W rosyjskim Biełgorodzie było słychać rano eksplozje – podaje Reuters. Przyczyna wybuchu nie jest znana.

We Lwowie, Tarnopolu i obwodzie chmielnickim, na zachodzie Ukrainy, doszło w poniedziałek rano do eksplozji w wyniku rosyjskich ostrzałów. Wcześniej Rosjanie zaatakowali rakietami centrum Kijowa, Zaporoże oraz w miasta obwodów dniepropietrowskiego i mikołajowskiego. Najnowsze doniesienia mówią o eksplozjach na wschodzie kraju: w Charkowie, Odessie i okolicach Krzemieńczuka.
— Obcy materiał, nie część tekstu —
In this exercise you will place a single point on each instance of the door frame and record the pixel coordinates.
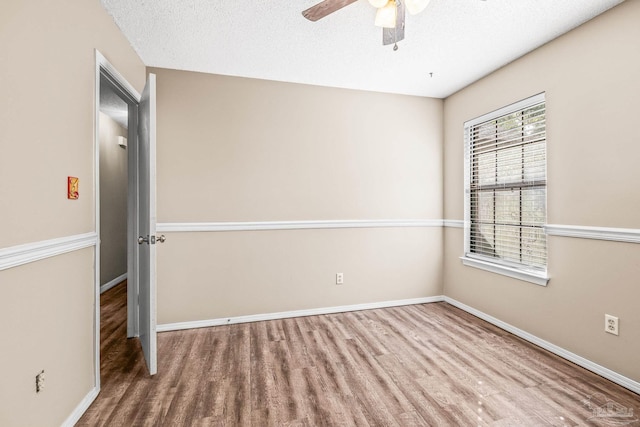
(104, 68)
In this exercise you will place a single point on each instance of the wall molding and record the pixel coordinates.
(629, 235)
(82, 407)
(15, 256)
(565, 354)
(295, 313)
(294, 225)
(453, 223)
(110, 284)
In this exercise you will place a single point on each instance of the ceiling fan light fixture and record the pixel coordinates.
(378, 3)
(416, 6)
(386, 16)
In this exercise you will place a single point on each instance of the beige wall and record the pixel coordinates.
(590, 77)
(47, 119)
(113, 201)
(235, 149)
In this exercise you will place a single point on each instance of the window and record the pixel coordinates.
(506, 191)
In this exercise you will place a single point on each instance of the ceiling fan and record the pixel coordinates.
(390, 15)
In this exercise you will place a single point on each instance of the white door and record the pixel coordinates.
(147, 222)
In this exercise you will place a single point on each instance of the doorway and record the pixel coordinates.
(120, 110)
(116, 206)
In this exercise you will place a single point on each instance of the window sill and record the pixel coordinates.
(527, 276)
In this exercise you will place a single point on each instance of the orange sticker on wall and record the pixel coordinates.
(72, 188)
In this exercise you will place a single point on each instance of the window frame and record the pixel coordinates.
(538, 276)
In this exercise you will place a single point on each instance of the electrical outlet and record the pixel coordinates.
(40, 382)
(611, 324)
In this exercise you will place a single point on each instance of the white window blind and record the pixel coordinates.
(506, 186)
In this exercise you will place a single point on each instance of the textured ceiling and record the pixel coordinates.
(459, 41)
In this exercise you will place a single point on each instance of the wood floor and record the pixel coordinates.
(422, 365)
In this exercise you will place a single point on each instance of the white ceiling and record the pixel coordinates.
(459, 41)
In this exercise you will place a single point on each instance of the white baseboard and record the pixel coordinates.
(104, 288)
(81, 408)
(565, 354)
(295, 313)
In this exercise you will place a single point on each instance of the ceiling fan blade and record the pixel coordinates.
(394, 35)
(325, 8)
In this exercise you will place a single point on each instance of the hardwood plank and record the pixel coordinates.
(422, 365)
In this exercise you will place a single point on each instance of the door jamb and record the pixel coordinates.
(105, 68)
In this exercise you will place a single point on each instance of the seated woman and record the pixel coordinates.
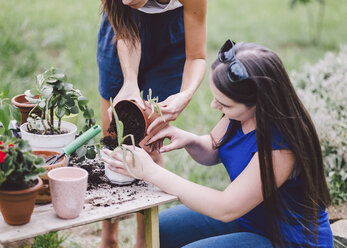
(270, 149)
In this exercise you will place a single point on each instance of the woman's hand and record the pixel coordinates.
(179, 139)
(129, 91)
(138, 162)
(170, 109)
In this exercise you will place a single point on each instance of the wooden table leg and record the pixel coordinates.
(152, 227)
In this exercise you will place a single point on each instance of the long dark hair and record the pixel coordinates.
(122, 20)
(277, 106)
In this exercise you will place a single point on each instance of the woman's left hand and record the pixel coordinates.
(170, 109)
(138, 162)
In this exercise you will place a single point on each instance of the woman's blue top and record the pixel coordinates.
(236, 155)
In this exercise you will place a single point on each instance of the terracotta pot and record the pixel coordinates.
(125, 105)
(68, 188)
(17, 205)
(24, 106)
(140, 133)
(44, 195)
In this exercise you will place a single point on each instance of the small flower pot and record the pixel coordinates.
(44, 194)
(68, 187)
(17, 205)
(24, 106)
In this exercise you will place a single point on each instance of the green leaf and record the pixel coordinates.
(74, 110)
(16, 113)
(70, 102)
(91, 154)
(60, 112)
(34, 92)
(82, 101)
(29, 94)
(5, 115)
(47, 91)
(42, 104)
(68, 87)
(81, 152)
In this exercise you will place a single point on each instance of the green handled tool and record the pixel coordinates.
(77, 143)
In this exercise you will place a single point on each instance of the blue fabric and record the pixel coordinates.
(162, 58)
(236, 155)
(182, 227)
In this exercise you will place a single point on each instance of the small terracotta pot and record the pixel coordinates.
(44, 195)
(140, 136)
(125, 104)
(68, 187)
(17, 205)
(24, 106)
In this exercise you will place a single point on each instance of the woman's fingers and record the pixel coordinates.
(160, 135)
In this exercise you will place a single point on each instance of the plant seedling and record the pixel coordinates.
(154, 104)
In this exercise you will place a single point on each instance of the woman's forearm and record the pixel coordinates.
(193, 74)
(197, 197)
(200, 149)
(129, 56)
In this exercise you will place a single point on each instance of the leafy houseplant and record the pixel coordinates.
(19, 181)
(153, 101)
(56, 98)
(7, 112)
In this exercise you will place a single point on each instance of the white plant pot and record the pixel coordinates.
(115, 177)
(50, 142)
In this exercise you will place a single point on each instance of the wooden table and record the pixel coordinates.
(100, 204)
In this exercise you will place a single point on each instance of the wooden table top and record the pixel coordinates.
(100, 204)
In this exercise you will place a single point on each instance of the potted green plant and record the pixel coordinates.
(56, 98)
(7, 112)
(19, 180)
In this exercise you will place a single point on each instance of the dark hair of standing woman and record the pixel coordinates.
(277, 105)
(122, 20)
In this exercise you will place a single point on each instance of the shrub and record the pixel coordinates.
(322, 88)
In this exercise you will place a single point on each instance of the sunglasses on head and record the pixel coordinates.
(237, 70)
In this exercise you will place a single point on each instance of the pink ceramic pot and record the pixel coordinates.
(68, 187)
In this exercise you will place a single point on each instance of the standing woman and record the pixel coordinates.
(150, 44)
(268, 144)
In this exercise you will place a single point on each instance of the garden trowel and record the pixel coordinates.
(77, 143)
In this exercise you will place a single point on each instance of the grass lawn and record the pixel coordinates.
(37, 34)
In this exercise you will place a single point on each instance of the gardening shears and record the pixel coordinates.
(77, 143)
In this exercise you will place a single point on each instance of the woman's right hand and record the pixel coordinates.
(127, 92)
(178, 137)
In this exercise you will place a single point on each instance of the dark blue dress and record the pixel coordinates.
(162, 58)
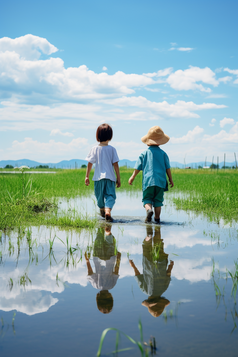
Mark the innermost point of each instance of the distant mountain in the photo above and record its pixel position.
(65, 164)
(76, 163)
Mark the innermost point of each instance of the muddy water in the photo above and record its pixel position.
(56, 300)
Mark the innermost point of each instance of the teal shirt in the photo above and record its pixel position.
(153, 162)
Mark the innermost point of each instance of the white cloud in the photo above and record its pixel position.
(217, 96)
(187, 79)
(28, 46)
(226, 121)
(37, 150)
(59, 132)
(179, 109)
(225, 79)
(232, 71)
(212, 122)
(161, 73)
(190, 137)
(185, 49)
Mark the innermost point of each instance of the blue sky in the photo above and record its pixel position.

Reuters, powołując się na świadków, informuje także o wybuchach w rosyjskim Biełgorodzie, w pobliżu granicy z Ukrainą.

Światek przekazał agencji, że słyszał ogromny huk. Zadrżały też szyby.

Przyczyna wybuchu nie jest na razie znana. Nie wiadomo, czy jest to ukraińska odpowiedź na rosyjski ostrzał.

Ataki na centrum Kijowa

W centrum Kijowa doszło nad ranem do potężnych eksplozji. Doradca szefa MSW Ukrainy poinformował, że osiem osób zginęło i 24 zostały ranne. Po godzinie 8:00, a potem po 9:00 doszło do kolejnych wybuchów. W sumie doszło do zmasowanego rosyjskiego ataku rakietowego na szereg miast w większości regionów Ukrainy.

Pociski spadły m.in. na Lwów, Tarnopol i obwód chmielnicki na zachodzie Ukrainy.

W nocy w rosyjskim ataku rakietowym na miasto Słowiańsk w obwodzie donieckim na wschodzie Ukrainy zginęły cztery osoby, a dwie zostały ranne.

Ostateczna lista celów nie jest jeszcze znana, bo coraz to pojawiają się doniesienia o przelatujących pociskach kierowanych. Wiadomo jednak, że Rosjanie tego poranka wycelowali rakiety w głównie w cele cywilne.